Lui mi dice che si occupa di pubbliche relazioni, che gli piace molto la musica e che vorrebbe lavorarci, ma che per ora gli va bene così. Che si ricorda di me perché mi ha visto sabato mattina quando è venuto a ritirare dei documenti dove lavoro io. Mi chiede che ore sono, e che faccio nella vita. Bene. Si tratta davvero di un mega rimorchio per strada questo. Decido di parlargli di me, ma di non essere troppo chiaro. Non mi va di scoprirmi in tutto e per tutto. Beviamo il nostro caffè, e lui paga, senza darmi il tempo neanche di chiederglielo. Prendo un euro dalla tasca, e glielo avvicino, ma senza mezzi termini me lo rimette in tasca. Noto finalmente le sue mani da vicino. Sono grandi, con le unghie ben tagliate e ben idratate.

Già lo amo. Mi dice se ci fumiamo una sigaretta fuori e che me l’avrebbe offerta lui a questo punto. Allora le aveva anche lui. Un altro chiaro segno. Ci sta provando. “Ah, allora le avevi le sigarette”. Lui sorride, e accusa il colpo. “Si sai com’è. Era una scusa… Bè ecco, per fare quattro chiacchiere”. Oh mio Dio. Ma io ti amo. Vorrei quasi quasi esultare ma non posso. Devo rimanere abbastanza vago. Mentre fumiamo mi chiede i miei programmi per la giornata. “Bè sai, devo andare a lavoro, stasera mi tocca un doppio turno, pomeriggio e notte”. Lui si dispiace, e mi chiede se possiamo scambiarci i numeri di telefono. Io dico che non cè problema. Anzi, lo facciamo immediatamente. Mentre le sigarette sono ormai finite.

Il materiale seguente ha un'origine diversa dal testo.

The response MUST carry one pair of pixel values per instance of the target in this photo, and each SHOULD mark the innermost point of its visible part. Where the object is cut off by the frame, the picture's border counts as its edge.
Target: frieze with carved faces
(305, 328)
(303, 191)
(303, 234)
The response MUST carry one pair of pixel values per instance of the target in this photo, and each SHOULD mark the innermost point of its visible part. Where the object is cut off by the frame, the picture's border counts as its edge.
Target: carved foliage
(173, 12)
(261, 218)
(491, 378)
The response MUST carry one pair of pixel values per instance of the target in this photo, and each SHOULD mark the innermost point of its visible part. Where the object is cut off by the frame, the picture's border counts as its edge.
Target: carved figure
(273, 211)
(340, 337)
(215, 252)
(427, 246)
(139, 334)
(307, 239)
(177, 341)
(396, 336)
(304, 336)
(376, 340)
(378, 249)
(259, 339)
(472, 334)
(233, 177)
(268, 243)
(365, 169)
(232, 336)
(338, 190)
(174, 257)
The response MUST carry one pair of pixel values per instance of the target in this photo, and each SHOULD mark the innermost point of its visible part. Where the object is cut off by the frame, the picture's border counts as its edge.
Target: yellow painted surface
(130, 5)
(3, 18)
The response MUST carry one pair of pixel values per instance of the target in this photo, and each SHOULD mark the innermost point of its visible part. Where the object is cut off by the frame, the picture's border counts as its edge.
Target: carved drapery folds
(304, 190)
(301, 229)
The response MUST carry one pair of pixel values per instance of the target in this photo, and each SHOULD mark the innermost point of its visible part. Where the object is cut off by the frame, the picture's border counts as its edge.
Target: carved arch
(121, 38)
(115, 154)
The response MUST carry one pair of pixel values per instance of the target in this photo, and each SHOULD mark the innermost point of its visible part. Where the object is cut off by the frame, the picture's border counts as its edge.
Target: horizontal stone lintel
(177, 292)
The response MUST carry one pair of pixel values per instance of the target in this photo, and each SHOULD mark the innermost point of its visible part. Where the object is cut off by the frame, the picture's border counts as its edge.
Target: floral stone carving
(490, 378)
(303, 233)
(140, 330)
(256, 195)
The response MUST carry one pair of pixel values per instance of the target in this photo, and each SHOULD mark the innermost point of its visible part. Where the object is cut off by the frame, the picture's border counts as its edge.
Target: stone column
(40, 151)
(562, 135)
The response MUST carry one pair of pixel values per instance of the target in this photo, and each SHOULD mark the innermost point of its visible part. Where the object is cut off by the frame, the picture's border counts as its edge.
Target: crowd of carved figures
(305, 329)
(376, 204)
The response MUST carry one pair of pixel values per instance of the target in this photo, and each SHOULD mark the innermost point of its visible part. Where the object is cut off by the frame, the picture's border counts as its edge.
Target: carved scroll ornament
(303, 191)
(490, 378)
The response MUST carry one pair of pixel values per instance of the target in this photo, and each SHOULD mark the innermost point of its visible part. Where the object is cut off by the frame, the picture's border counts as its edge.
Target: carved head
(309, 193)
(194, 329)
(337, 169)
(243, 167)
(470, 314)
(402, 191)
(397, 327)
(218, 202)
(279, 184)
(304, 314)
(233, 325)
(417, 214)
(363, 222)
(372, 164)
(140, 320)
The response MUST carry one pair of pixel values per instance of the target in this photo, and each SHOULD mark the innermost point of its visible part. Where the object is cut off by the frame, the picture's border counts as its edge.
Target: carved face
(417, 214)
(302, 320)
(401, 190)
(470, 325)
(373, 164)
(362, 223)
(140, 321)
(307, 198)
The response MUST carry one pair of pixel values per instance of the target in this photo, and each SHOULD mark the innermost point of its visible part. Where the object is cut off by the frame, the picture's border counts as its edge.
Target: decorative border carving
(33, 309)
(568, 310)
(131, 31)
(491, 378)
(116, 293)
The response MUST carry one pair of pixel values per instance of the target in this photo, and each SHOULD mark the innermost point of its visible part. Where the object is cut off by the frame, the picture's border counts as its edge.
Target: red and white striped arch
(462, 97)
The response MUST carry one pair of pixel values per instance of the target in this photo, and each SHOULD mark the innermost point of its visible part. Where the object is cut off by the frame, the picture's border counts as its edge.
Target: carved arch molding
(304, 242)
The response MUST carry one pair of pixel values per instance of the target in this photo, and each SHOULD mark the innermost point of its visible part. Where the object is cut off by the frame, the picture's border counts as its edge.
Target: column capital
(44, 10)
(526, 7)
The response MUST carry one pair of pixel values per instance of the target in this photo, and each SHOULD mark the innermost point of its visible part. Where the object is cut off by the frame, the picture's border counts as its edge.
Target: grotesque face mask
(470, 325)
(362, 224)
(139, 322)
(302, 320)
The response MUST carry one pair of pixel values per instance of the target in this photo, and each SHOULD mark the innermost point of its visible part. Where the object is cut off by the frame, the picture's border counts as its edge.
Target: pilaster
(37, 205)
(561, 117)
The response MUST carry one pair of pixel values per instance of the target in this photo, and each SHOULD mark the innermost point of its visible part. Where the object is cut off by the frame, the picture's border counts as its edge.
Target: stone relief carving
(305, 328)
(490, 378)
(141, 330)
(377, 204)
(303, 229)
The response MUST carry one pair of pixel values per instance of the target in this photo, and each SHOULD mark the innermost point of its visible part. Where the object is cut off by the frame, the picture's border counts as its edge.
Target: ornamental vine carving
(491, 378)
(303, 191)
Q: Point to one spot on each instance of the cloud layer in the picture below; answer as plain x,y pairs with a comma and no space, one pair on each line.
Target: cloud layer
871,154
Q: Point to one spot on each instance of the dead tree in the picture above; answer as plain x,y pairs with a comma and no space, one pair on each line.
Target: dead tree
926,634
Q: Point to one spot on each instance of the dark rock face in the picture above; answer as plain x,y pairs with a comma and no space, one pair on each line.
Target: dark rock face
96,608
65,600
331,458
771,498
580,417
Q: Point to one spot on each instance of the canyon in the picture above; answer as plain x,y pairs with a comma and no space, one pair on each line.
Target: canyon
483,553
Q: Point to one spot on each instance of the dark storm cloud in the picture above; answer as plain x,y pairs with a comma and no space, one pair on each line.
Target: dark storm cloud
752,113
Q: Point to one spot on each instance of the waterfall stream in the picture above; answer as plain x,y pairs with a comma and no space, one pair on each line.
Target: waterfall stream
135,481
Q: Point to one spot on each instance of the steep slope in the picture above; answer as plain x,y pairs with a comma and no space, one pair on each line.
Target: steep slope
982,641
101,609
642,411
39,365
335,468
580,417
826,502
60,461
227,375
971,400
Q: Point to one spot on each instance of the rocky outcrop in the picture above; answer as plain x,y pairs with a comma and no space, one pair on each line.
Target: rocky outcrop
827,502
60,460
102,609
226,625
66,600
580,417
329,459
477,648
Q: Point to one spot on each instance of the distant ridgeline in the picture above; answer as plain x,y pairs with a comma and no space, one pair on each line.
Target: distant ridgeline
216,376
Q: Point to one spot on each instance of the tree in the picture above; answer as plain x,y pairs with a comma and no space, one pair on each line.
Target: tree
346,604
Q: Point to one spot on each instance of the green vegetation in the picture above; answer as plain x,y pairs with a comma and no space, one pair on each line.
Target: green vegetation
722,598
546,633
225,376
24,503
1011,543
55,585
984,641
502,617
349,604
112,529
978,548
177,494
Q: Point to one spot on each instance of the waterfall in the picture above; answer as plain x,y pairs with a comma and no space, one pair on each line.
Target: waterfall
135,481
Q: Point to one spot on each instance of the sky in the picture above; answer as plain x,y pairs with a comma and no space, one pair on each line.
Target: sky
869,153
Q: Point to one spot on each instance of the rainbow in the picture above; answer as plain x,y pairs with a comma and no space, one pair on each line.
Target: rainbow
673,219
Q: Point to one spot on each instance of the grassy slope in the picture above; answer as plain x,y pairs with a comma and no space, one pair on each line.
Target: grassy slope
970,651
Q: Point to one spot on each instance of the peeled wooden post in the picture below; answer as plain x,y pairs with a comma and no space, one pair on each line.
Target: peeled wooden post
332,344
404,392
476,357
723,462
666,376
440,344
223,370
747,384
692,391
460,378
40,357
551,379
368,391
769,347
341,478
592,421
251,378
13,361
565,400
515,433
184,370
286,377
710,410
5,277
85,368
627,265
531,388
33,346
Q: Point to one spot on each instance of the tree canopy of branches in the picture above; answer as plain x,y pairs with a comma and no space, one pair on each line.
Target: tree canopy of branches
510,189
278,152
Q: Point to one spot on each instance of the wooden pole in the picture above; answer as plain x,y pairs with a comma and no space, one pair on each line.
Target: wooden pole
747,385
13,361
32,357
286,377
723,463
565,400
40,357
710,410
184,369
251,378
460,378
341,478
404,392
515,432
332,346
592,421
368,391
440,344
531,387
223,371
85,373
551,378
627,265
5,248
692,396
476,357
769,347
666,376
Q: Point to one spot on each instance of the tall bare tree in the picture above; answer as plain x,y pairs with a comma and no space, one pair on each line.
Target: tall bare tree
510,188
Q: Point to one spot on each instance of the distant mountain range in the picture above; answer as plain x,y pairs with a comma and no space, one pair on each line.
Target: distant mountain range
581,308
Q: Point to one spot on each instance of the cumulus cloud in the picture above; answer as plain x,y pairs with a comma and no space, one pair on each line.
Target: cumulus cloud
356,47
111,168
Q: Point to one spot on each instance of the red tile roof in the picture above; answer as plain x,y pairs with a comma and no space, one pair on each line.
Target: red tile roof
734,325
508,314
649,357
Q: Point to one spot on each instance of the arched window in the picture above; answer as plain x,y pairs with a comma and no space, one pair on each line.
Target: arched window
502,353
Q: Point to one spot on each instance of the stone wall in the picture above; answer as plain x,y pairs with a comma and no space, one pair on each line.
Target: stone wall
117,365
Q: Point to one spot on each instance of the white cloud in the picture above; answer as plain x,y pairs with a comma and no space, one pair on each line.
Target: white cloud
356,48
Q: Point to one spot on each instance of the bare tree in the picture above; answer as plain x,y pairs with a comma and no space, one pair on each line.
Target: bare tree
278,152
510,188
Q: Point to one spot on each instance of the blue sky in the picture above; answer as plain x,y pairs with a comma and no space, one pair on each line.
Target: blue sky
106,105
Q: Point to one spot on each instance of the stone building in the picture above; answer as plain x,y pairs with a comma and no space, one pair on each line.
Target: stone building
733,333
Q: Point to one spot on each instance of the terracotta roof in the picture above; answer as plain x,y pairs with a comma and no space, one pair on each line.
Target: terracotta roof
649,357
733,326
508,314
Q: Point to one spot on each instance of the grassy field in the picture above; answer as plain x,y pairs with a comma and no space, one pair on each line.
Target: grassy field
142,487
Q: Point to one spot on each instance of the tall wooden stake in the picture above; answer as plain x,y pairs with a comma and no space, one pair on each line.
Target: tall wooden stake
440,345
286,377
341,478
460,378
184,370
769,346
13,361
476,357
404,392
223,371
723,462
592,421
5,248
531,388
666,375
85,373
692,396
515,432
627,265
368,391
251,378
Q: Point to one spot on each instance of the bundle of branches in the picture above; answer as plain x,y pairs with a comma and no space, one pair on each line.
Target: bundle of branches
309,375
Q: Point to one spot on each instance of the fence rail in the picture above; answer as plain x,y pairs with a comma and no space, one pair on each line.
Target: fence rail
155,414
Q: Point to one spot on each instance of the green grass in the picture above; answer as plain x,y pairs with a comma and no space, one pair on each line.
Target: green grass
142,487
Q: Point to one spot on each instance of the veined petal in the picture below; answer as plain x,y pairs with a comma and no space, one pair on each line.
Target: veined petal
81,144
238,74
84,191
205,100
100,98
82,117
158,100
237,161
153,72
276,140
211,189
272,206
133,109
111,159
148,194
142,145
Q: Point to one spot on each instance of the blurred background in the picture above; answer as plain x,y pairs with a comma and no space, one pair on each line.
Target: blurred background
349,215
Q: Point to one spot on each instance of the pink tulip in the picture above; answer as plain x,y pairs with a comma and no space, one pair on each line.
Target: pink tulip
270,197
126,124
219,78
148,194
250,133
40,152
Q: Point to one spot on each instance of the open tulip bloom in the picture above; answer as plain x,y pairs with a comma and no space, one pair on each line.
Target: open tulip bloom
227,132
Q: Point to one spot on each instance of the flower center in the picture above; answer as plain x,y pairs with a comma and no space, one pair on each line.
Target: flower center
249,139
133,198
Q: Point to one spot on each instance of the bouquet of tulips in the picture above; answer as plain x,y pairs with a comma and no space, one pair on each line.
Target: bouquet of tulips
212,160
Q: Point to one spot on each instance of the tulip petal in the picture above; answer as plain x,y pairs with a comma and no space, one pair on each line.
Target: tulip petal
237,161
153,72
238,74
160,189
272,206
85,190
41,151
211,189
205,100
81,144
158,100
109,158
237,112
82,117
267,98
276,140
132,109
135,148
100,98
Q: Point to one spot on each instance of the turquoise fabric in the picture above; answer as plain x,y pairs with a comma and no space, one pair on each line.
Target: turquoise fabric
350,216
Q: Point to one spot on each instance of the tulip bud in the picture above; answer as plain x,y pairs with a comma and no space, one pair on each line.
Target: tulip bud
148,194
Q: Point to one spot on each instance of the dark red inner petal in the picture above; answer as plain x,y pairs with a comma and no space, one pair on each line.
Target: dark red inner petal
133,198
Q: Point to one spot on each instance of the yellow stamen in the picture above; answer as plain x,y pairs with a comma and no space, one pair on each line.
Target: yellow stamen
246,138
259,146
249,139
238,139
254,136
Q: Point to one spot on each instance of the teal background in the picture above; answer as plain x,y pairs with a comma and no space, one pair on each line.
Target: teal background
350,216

Mi dice che va di fretta, che gli dispiace perché avrebbe fatto volentieri altre quattro chiacchiere. Io non capisco. Non ancora. Gli dico che se vorrà avremo modo, e che anche io non è che abbia tutto sto tempo libero per cazzeggiare. Si avvicina, mi appoggia la mano dietro la schiena, avvicinando un pochetto a lui e mi da due baci sulle guance. Io mi imbarazzo troppo. Ma cerco di fare il vago. Andiamo mica sono una sedicenne rincretinita. Lui sorride, e mi saluta. Attraversa e io continuo dritto. Mentre cammino mi giro e vedo che anche lui si è girato. Mi giro poco dopo, ed è ancora lì che mi guarda. Faccio altre dieci metri, e mi giro per l’ultima volta. Lui mi sta ancora guardando. Mi chiedo vivamente da dove esca fuori un tipo così carino e a modo. E spero che si faccia sentire presto.

Decido di celebrare questa giornata, e di ricordarla non solo come il giorno in cui il muro cadde, ma anche come quello in cui per la prima volta sono stato rimorchiato per strada in modo carino. Adesso spero vivamente che non sia la solita bufala, per cui l’imperativo è far finta che non sia accaduto niente, anche se sto già iniziando con le psicosi da telefono che non prende. Per cui preparatevi tutti, perchè ne avremmo ovviamente, di bendonde di dirne e farne.